Denoting the index of the rightmost interval by \(N\) and the left and right boundaries of the \(i\)th interval by \(l_i\) and \(r_i\), we have

$$\begin{aligned}&\alpha =1-\frac{k_+ \int \limits _{c_{N}}^{v_T} dx\; \frac{e^{\phi (x)}}{f(x)+\sigma } \theta (v-vr)}{e^{\phi (v_T)} - \theta (v_R-c_{N_i})e^{\phi (v_R)}} \end{aligned}$$

(124)

$$\begin{aligned}&J_0(v) = \theta (v-v_R), \end{aligned}$$

(125)

$$\begin{aligned}&J_{n>0}(v) = n \sum \limits _{i=1}^{N} \int \limits _{l_i}^{\min (r_i,v)} dx\; \frac{J_{n-1}(x)}{f(x)+\sigma } - H_{n-1}^i(x). \end{aligned}$$

(126)

These equations, together with Eqs. (121) and (122), allow for a recursive calculation of the \(n\)-th ISI moment in the general case.
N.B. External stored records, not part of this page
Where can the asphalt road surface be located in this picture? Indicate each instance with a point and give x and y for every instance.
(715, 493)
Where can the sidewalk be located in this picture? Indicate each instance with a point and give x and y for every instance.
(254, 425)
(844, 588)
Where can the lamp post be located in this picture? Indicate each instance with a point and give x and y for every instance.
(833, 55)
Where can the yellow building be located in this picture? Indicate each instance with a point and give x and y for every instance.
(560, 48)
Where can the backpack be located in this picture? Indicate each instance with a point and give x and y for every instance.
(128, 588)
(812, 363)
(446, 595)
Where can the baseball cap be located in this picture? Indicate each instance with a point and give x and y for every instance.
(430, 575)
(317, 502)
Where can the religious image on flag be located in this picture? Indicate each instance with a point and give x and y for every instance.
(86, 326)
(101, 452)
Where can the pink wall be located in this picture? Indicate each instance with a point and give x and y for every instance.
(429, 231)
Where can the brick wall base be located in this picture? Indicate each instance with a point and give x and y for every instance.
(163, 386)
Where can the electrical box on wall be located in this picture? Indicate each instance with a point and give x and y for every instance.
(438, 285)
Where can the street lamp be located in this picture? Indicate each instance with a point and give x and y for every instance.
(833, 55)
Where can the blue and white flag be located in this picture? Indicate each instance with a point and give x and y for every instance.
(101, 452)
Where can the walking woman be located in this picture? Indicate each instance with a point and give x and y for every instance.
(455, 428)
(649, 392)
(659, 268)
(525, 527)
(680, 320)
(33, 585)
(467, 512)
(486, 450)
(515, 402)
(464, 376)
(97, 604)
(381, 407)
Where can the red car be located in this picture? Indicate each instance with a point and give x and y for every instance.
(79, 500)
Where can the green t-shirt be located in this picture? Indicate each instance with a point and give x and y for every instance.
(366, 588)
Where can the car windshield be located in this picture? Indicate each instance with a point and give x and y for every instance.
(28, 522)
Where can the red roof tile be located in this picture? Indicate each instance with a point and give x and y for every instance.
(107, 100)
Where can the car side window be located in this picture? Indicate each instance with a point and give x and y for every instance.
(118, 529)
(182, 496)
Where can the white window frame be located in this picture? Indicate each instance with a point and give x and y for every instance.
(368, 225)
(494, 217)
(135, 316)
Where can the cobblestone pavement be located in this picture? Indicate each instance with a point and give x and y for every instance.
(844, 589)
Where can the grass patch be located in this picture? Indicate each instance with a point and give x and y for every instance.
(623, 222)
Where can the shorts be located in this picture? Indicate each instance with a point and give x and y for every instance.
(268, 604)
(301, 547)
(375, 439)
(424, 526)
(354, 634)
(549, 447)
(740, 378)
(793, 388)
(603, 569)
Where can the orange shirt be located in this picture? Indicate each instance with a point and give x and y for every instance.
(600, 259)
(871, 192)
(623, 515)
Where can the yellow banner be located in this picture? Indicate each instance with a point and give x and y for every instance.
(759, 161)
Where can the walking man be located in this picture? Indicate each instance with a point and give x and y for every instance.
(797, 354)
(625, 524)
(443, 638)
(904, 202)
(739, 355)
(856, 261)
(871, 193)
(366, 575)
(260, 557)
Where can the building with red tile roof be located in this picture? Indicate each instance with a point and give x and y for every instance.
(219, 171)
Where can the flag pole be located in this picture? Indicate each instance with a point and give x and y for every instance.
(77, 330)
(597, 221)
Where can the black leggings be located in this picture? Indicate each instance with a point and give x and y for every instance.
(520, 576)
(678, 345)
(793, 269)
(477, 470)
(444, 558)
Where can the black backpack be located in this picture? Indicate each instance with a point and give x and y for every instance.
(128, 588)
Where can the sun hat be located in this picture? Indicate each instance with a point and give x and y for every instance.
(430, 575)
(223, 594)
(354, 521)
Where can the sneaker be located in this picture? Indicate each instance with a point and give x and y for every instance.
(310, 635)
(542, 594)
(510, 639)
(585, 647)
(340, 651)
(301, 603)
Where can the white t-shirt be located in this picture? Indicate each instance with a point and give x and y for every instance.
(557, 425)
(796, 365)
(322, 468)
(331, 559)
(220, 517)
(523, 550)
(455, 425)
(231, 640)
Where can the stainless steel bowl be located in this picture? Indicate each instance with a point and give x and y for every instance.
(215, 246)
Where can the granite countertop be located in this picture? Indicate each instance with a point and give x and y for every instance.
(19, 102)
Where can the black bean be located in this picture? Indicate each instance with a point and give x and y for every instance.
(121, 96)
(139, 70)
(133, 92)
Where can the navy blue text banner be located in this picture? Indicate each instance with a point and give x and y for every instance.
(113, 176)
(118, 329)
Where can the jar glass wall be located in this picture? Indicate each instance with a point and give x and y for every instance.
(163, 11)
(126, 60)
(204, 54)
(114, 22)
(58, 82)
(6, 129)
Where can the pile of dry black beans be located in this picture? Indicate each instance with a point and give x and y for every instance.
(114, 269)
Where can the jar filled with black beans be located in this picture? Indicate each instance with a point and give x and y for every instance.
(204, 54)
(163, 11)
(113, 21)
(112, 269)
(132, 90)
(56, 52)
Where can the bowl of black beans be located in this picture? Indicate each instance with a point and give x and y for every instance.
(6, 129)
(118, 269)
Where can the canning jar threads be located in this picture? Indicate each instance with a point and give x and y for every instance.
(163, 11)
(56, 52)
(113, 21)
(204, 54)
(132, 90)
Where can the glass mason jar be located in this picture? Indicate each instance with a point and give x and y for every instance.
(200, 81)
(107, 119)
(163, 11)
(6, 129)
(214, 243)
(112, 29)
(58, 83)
10 Proof that the \(\sqrt{\tau _c}\) correction vanishes for a QIF

Consider first the correction to the mean FPT:

$$\begin{aligned} \begin{aligned} J_1^c(v_T)&= \frac{e^{\frac{U(v_T)}{D}}}{\sqrt{D}} \int \limits _{-\infty }^{v_T} dx\; e^{\frac{-U(x)}{D}} \\&\quad - \frac{e^{\frac{U(v_R)}{D}}}{\sqrt{D}} \int \limits _{-\infty }^{v_R} dx\; e^{\frac{-U(x)}{D}} \end{aligned} \end{aligned}$$

(127)

If \(U(v) \rightarrow \infty \) as \(v \rightarrow -\infty \) (as is the case for a QIF), l’Hôpital’s rule can be used to show that the second term goes to zero as \(v_R\) goes to \(-\infty \). It then remains to show that

$$\begin{aligned} \lim \limits _{v_T \rightarrow \infty } \frac{\vartheta (v_T)}{\sqrt{D}} {:=} \lim \limits _{v_T \rightarrow \infty } \frac{e^{\frac{U(v_T)}{D}}}{\sqrt{D}} \int \limits _{-\infty }^{v_T} dx\; e^{\frac{-U(x)}{D}} = 0. \end{aligned}$$

(128)

If the potential additionally has the properties

1. 1.

   \(U(v) \rightarrow -\infty \) for \(v \rightarrow \infty \),

2. 2.

   there is an \(a\) such that \(U'(v) < -D v \quad \forall \quad v > a\),

as is the case for the cubic potential of a QIF, then

$$\begin{aligned}&\lim \limits _{v_T \rightarrow \infty } \vartheta (v_T) \end{aligned}$$

(129)

$$\begin{aligned}&\quad = \lim \limits _{v_T \rightarrow \infty } e^{\frac{U(v_T)}{D}} \int \limits _{-\infty }^{v_T} dx\, e^{\frac{-U(x)}{D}} \end{aligned}$$

(130)

$$\begin{aligned}&\quad = \lim \limits _{v_T \rightarrow \infty } \Bigg [\int \limits _{-\infty }^{a} dx\, e^{\frac{U(v_T)-U(x)}{D}} + \int \limits _{a}^{v_T} dx\, e^{\frac{U(v_T)-U(x)}{D}} \Bigg ] \end{aligned}$$

(131)

$$\begin{aligned}&\quad \le \quad 0 + \lim \limits _{v_T \rightarrow \infty } \int \limits _{a}^{v_T} dx\, -\frac{U'(x)}{D x} e^{\frac{U(v_T)-U(x)}{D}} \end{aligned}$$

(132)

$$\begin{aligned}&\quad = \lim \limits _{v_T \rightarrow \infty } \Bigg [ \frac{1}{v_T} - \frac{e^{\frac{U(v_T)-U(a)}{D}}}{a} + \int \limits _{a}^{v_T} dx\, \frac{e^{\frac{U(v_T)-U(x)}{D}}}{x^2} \Bigg ] \end{aligned}$$

(133)

$$\begin{aligned}&\quad \le \lim \limits _{v_T \rightarrow \infty } \Bigg [ \frac{1}{v_T} - \frac{e^{\frac{U(v_T)-U(a)}{D}}}{a} + \int \limits _{a}^{v_T} dx\, \frac{1}{x^2} \Bigg ] \end{aligned}$$

(134)

$$\begin{aligned}&\quad = \frac{1}{a}. \end{aligned}$$

(135)

Thus, \(\lim _{v_T \rightarrow \infty } \vartheta (v_T)\) is smaller than any finite value \(c\), because we can always choose an \(a > 1/c\). The same reasoning can be used to show that the \(\sqrt{\tau _c}\) contribution to the \(n\)-th FPT moment vanishes.